The study, undertaken in 2010, targeted how well executives performed in the first two years of a new position. Despite years of previous management experience nearly one in three externally hired executives and one in five executives transferred from within did not meet expectations. By the second year, 27% of external hires and 23% of internal hires had left the organization.
Seventy-five percent of the 320 respondents cited the lack of interpersonal skills as the primary reason for the poor performance. Other reasons given were systemic or structural problems and inconsistencies within the organization (28%), goal conflict between executives and the organization (23%), and poor selection by the organization of the executive to the new role (23%).
According to this study, it seems that at minimum, 20% of executives still need help getting along with others in order to just meet expectations. Companies may want to take a look at Google’s approach, where by applying their analytics programs to performance reviews, feedback surveys and top-manager nominations, they arrived at eight essential management behaviors ranked by importance and effectiveness.
The resulting behaviors are common enough, but by using their own “people analytics” process they reflect Google’s culture. “Be a good coach” is the number one behavior. Interestingly, the number one managerial pitfall is “Have trouble making a transition to the team”. Google recognizes what the Institute for Executive Development study revealed: many executives lack the people skills to make a successful transition to their new teams.

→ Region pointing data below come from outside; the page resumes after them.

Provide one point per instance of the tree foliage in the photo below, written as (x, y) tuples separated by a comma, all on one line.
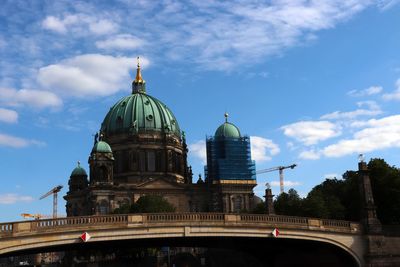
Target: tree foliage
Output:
[(340, 198), (147, 204)]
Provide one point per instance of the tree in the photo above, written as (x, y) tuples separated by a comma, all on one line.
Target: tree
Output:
[(324, 200), (289, 203), (385, 183)]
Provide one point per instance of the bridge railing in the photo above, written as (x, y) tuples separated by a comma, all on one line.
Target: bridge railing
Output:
[(132, 220), (86, 220), (6, 228), (273, 219), (183, 217)]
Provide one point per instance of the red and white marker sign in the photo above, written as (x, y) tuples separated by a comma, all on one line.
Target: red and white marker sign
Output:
[(85, 237), (275, 232)]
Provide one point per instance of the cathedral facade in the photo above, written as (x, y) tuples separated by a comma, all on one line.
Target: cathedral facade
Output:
[(140, 150)]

New leaders must build trust quickly. They should already have displayed competence in their chosen field. If not, they won’t receive respect from their employees and their attempts to lead will flounder right from the beginning. Beyond industry competence, managers must display integrity, and demonstrate support and interest in their employees. Being open, communicating often, and showing trust in their employees are essential behaviors to smooth executive on-boarding.
What happens all too often is new leaders, feeling a bit insecure in a new role-even if they are seasoned managers- think that perpetuating a “strong leader” persona is the way to go. However their interpretation of a strong leader ends up being someone who micromanages, keeps information to themselves, and doesn’t include employees in decisions or communications. This behavior is the opposite of a strong leader, because the result is poor personal and team performance.

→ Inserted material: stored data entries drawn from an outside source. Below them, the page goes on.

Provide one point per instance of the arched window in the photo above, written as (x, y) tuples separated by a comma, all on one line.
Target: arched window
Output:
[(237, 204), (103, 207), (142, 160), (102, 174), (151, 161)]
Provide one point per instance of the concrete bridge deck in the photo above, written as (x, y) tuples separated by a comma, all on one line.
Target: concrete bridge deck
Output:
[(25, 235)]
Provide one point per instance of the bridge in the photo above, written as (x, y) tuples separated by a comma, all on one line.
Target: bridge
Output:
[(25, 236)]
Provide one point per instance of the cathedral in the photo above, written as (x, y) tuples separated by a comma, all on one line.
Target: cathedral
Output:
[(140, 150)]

Strong leaders know that their influence is what can make the difference between their team’s average performance and stellar performance. And positive influence only happens when trust and respect are in place. Building trust and respect, individually and at all levels, requires a complex set of people skills that need to be exercised continually. Sharpening current skills and learning new interpersonal skills is a lifelong endeavor, but one that literally pays off.